Rethinking the implementation of ts_headline()

From: Tom Lane <tgl(at)sss(dot)pgh(dot)pa(dot)us>
To: pgsql-hackers(at)lists(dot)postgresql(dot)org
Cc: sebastian(dot)patino-lang(at)posteo(dot)net
Subject: Rethinking the implementation of ts_headline()
Date: 2022-11-25 19:52:15
Message-ID: 840.1669405935@sss.pgh.pa.us
Views: Raw Message | Whole Thread | Download mbox | Resend email
Thread:
Lists: pgsql-hackers

After further contemplation of bug #17691 [1], I've concluded that
what I did in commit c9b0c678d was largely misguided. For one
thing, the new hlCover() algorithm no longer finds shortest-possible
cover strings: if your query is "x & y" and the text is like
"... x ... x ... y ...", then the selected cover string will run
from the first occurrence of x to the y, whereas the old algorithm
would have correctly selected "x ... y". For another thing, the
maximum-cover-length hack that I added in 78e73e875 to band-aid
over the performance issues of the original c9b0c678d patch means
that various scenarios no longer work as well as they used to,
which is the proximate cause of the complaints in bug #17691.

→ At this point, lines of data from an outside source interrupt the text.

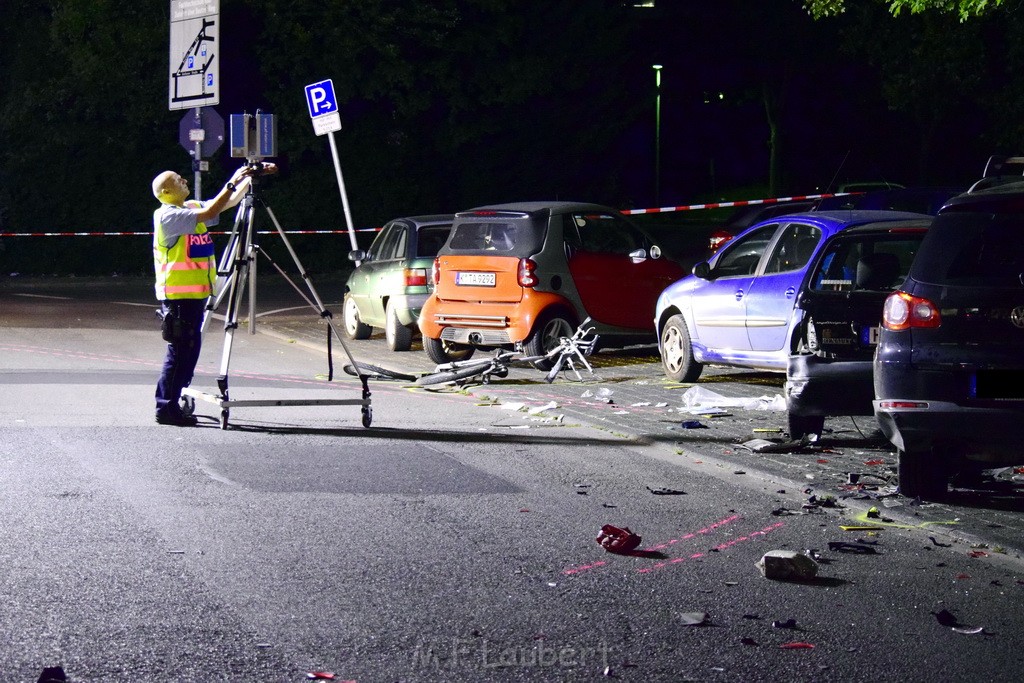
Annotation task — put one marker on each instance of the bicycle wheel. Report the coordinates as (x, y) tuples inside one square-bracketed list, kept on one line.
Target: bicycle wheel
[(461, 373), (378, 373)]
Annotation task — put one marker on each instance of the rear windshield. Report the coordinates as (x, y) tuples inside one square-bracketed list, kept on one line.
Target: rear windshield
[(498, 236), (431, 240), (876, 262), (973, 250)]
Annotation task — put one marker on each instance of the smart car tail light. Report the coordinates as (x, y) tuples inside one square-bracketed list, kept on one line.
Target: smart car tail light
[(525, 275), (416, 276), (903, 311)]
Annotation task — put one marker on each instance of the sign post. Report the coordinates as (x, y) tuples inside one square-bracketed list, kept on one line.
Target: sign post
[(324, 112), (195, 77), (202, 129)]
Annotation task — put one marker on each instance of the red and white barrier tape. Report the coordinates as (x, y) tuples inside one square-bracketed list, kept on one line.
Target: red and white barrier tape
[(721, 205), (691, 207), (148, 233)]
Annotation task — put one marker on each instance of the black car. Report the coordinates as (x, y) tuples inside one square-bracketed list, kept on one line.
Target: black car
[(949, 365), (841, 304)]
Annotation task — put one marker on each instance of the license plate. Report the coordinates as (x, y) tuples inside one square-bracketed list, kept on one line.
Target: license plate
[(996, 384), (475, 279)]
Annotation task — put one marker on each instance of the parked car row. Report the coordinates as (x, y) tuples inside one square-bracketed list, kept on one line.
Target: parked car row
[(913, 318)]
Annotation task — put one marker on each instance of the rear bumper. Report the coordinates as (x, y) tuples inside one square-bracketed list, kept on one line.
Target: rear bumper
[(820, 387), (409, 306), (987, 434), (484, 324)]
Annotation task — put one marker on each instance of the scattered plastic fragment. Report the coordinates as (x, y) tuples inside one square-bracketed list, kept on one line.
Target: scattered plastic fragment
[(698, 395), (616, 540), (541, 409), (52, 675), (693, 619), (970, 631), (858, 548), (787, 565), (660, 491)]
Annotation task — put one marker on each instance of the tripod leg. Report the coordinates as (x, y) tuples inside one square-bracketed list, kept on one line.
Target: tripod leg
[(315, 303)]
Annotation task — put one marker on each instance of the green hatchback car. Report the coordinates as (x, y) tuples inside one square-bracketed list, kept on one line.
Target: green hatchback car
[(393, 279)]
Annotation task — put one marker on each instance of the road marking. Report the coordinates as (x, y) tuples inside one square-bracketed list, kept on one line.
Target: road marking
[(43, 296)]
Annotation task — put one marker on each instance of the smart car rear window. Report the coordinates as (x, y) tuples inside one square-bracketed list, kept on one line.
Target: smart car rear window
[(500, 237), (973, 250)]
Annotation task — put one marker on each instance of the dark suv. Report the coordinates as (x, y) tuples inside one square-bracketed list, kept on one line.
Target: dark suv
[(841, 301), (949, 365)]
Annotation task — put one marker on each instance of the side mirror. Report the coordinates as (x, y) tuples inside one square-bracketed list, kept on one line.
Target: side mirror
[(638, 256)]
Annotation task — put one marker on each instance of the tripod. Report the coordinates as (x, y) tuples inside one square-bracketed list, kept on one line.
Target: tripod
[(236, 272)]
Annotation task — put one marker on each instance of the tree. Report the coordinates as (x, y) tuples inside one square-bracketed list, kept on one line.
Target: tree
[(964, 8)]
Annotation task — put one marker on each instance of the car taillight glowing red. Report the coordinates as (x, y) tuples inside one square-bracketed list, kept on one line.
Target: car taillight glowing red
[(415, 276), (525, 275), (903, 311)]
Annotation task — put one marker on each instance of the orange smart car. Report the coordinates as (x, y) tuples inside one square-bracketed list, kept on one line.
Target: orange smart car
[(523, 274)]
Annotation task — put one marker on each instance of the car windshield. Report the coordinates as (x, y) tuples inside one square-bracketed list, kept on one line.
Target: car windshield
[(877, 262), (506, 237), (977, 250)]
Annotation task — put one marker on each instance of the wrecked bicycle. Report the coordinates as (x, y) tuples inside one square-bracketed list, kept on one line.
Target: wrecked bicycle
[(570, 353)]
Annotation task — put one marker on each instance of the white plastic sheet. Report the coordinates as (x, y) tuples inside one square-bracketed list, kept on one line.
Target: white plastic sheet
[(697, 399)]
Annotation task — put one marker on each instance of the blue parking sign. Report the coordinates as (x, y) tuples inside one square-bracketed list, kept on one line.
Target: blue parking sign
[(320, 98)]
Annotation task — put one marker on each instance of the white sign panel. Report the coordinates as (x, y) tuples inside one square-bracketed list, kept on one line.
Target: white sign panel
[(330, 123), (195, 77)]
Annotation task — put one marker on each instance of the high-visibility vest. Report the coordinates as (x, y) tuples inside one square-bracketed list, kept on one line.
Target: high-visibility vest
[(187, 268)]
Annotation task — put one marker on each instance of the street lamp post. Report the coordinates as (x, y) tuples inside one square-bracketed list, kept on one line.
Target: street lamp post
[(657, 134)]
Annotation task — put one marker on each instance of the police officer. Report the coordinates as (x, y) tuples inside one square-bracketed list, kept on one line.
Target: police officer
[(186, 269)]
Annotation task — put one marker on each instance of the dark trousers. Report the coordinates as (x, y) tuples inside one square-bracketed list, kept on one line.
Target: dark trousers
[(182, 354)]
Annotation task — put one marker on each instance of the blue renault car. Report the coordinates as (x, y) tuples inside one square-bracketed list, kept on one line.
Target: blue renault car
[(737, 308)]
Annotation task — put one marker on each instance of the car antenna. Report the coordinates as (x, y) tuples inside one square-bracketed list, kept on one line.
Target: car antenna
[(841, 165)]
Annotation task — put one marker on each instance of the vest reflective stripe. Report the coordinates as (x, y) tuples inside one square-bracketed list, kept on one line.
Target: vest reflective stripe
[(186, 269), (192, 265), (184, 289)]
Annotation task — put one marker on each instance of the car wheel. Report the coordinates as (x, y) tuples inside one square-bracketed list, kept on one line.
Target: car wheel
[(801, 425), (923, 473), (354, 328), (398, 337), (547, 335), (677, 351), (440, 350)]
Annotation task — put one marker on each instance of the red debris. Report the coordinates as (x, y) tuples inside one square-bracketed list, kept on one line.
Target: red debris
[(616, 540)]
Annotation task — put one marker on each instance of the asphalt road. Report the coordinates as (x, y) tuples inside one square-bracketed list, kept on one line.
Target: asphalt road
[(454, 540)]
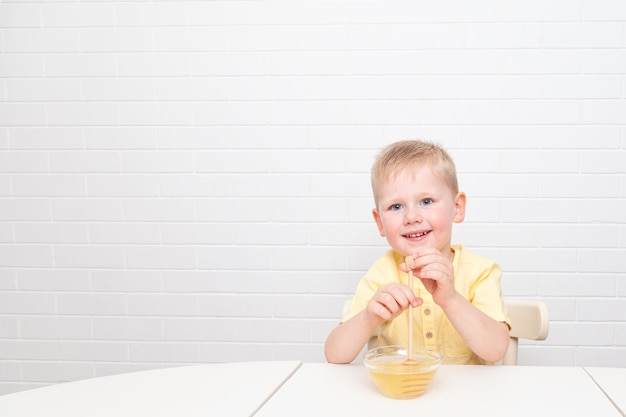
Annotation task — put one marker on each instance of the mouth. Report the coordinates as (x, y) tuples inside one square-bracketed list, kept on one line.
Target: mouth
[(418, 235)]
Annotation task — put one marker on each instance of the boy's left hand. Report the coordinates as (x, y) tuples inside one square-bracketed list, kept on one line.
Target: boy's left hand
[(436, 273)]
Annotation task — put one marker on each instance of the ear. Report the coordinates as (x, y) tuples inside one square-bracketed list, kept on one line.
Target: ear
[(378, 221), (459, 207)]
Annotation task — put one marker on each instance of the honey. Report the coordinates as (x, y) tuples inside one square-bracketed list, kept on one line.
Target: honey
[(398, 376), (399, 380)]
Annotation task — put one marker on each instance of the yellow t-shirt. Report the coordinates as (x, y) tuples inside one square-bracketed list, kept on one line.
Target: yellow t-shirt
[(475, 277)]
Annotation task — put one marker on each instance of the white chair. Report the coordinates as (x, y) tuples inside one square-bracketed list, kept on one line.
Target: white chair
[(529, 320)]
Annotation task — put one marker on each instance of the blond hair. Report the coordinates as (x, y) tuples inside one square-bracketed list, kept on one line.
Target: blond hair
[(413, 154)]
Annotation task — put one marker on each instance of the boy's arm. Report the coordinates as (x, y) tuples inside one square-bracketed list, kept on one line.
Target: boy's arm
[(346, 340), (485, 336)]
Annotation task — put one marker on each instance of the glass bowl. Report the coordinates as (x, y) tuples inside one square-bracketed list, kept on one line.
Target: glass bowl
[(397, 379)]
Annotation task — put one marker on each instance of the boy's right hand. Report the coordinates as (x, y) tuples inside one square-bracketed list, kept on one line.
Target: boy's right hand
[(388, 302)]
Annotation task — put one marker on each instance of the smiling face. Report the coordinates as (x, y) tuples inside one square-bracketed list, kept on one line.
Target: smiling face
[(415, 209)]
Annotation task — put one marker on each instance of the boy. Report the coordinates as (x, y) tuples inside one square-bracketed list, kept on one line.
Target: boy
[(461, 310)]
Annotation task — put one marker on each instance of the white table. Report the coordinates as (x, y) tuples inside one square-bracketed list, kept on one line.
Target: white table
[(229, 389), (613, 382), (318, 389)]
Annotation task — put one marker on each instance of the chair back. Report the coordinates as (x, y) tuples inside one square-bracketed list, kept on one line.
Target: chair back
[(529, 320)]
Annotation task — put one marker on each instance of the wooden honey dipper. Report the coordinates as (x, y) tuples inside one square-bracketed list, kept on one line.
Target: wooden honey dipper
[(409, 354)]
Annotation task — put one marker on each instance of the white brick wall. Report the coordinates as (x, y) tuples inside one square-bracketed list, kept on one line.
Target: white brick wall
[(186, 181)]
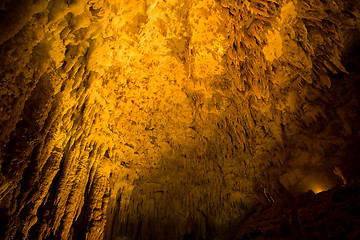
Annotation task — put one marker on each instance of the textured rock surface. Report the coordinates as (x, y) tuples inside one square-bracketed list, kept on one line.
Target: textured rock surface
[(157, 119), (328, 215)]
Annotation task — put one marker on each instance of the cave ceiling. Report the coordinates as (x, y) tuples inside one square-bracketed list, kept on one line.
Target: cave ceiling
[(150, 119)]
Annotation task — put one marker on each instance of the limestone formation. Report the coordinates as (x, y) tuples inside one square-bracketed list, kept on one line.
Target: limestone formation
[(171, 119)]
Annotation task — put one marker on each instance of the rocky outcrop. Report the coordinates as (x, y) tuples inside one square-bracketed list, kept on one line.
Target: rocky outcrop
[(328, 215), (164, 119)]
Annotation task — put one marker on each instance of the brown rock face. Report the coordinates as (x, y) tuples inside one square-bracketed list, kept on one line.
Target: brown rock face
[(134, 119)]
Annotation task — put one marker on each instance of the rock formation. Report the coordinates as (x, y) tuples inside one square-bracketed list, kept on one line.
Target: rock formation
[(164, 119)]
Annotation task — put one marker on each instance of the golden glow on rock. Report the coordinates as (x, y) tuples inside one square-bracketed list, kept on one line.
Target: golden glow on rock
[(180, 115)]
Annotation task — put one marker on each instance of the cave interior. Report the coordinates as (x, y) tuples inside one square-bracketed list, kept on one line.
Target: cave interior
[(179, 119)]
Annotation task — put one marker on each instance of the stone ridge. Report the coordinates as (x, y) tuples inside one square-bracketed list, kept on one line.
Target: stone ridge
[(328, 215), (161, 119)]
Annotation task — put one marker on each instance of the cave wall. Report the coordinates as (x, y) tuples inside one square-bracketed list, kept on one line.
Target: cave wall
[(152, 119)]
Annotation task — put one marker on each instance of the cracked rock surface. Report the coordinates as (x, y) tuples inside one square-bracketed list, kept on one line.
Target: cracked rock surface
[(134, 119)]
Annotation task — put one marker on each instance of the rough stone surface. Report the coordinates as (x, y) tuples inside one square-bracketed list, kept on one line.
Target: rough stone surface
[(161, 119), (328, 215)]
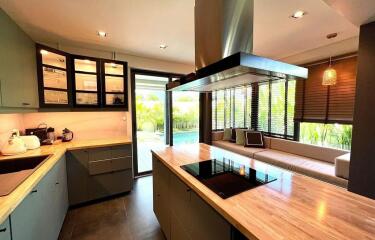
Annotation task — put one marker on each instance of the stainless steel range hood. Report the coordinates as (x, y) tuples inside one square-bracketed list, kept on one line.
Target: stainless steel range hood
[(223, 50)]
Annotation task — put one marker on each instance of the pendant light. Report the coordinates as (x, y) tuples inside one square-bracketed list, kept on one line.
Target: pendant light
[(329, 75)]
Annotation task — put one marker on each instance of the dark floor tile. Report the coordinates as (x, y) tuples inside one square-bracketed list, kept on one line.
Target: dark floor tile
[(128, 217)]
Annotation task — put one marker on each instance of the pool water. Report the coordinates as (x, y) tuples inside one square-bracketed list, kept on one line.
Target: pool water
[(185, 137)]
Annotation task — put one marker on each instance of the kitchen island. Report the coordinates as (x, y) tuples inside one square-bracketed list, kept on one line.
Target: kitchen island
[(292, 207)]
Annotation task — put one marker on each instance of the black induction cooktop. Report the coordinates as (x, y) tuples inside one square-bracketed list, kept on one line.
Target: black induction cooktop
[(226, 177)]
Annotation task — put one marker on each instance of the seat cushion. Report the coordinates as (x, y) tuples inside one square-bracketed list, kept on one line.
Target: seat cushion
[(307, 150), (342, 166), (314, 168), (246, 151)]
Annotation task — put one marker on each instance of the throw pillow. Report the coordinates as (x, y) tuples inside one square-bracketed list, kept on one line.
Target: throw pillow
[(240, 136), (254, 139), (227, 134)]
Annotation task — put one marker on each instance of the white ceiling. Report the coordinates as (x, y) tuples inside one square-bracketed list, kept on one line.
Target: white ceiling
[(138, 27)]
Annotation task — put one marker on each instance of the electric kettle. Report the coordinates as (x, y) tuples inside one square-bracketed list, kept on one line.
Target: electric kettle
[(15, 145), (67, 135)]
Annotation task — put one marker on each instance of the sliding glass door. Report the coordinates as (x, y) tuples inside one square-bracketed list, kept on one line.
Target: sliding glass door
[(150, 108), (185, 117)]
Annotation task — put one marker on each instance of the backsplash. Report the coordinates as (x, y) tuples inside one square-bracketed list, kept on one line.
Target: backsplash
[(85, 125)]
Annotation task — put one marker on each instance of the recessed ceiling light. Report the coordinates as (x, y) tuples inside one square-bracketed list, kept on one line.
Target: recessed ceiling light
[(102, 34), (331, 35), (298, 14), (163, 46), (43, 52)]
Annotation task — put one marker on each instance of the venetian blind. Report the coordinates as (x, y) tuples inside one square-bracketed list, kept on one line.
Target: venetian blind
[(318, 103)]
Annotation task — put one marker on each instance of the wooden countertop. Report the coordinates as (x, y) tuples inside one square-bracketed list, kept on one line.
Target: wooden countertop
[(292, 207), (10, 202)]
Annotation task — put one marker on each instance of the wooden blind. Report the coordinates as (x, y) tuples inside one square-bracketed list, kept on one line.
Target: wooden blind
[(328, 104)]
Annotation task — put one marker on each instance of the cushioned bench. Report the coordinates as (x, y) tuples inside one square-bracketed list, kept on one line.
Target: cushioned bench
[(314, 161)]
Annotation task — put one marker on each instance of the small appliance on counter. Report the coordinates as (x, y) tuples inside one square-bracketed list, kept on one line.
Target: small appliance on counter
[(31, 142), (15, 145), (45, 134), (67, 135)]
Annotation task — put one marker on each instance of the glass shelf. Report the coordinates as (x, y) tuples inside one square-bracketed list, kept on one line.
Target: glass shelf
[(85, 65), (86, 98), (54, 77)]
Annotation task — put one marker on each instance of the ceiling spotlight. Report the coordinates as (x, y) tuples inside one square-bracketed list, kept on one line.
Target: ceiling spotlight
[(43, 52), (298, 14), (102, 34), (331, 35), (163, 46)]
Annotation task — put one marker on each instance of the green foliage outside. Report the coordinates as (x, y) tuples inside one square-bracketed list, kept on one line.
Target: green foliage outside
[(330, 135), (150, 112)]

What I'm now thinking is that the original hlCover() algorithm was
fine (if underdocumented) *as long as it's only asked to deal with
AND-like semantics*. Given that restriction, its approach of
finding the latest first occurrence of any query term, and then
backing up to the earliest last occurrence, is visibly correct;
and we weren't hearing of any performance issues with it either.
The problem is that this approach fails miserably for tsqueries
that aren't pure ANDs, because it will insist on including query
terms that aren't required for a match and indeed could prevent a
match.

So what we need is to find a way to fold the other sorts of queries
into an AND context. After a couple of false starts, I came up
with the attached patch. It builds on the existing TS_phrase_execute
infrastructure, which already produces an ExecPhraseData structure
containing an exact list of the match locations for a phrase subquery.
It's easy to get an ExecPhraseData structure for a single-lexeme
match, too. We can handle plain ANDs by forming lists of
ExecPhraseData structs (with implicit AND semantics across the list).
We can handle ORs by union'ing the component ExecPhraseData structs.
And we can handle NOTs by just dropping them, because we don't want
ts_headline to prioritize matches to such words. There are some fine
points but it all seems to work pretty well.

Hence I propose the attached patchset. 0001 adds some test cases that
I felt necessary after examining code coverage reports; I split this
out mainly so that 0002 clearly shows the behavioral changes from
current code. 0002 adds TS_execute_locations() which does what I just
described, and rewrites hlCover() into something that's a spiritual
descendant of the original algorithm. It can't be quite the same
as before because the location data that TS_execute_locations() returns
is measured in lexeme indexes not word indexes, so some translation is
needed.

Notable here is that a couple of regression test results revert
to what they were before c9b0c678d. They're both instances of
preferring "x ... x ... y" to "x ... y", which I argued was okay
at the time, but I now see the error in that.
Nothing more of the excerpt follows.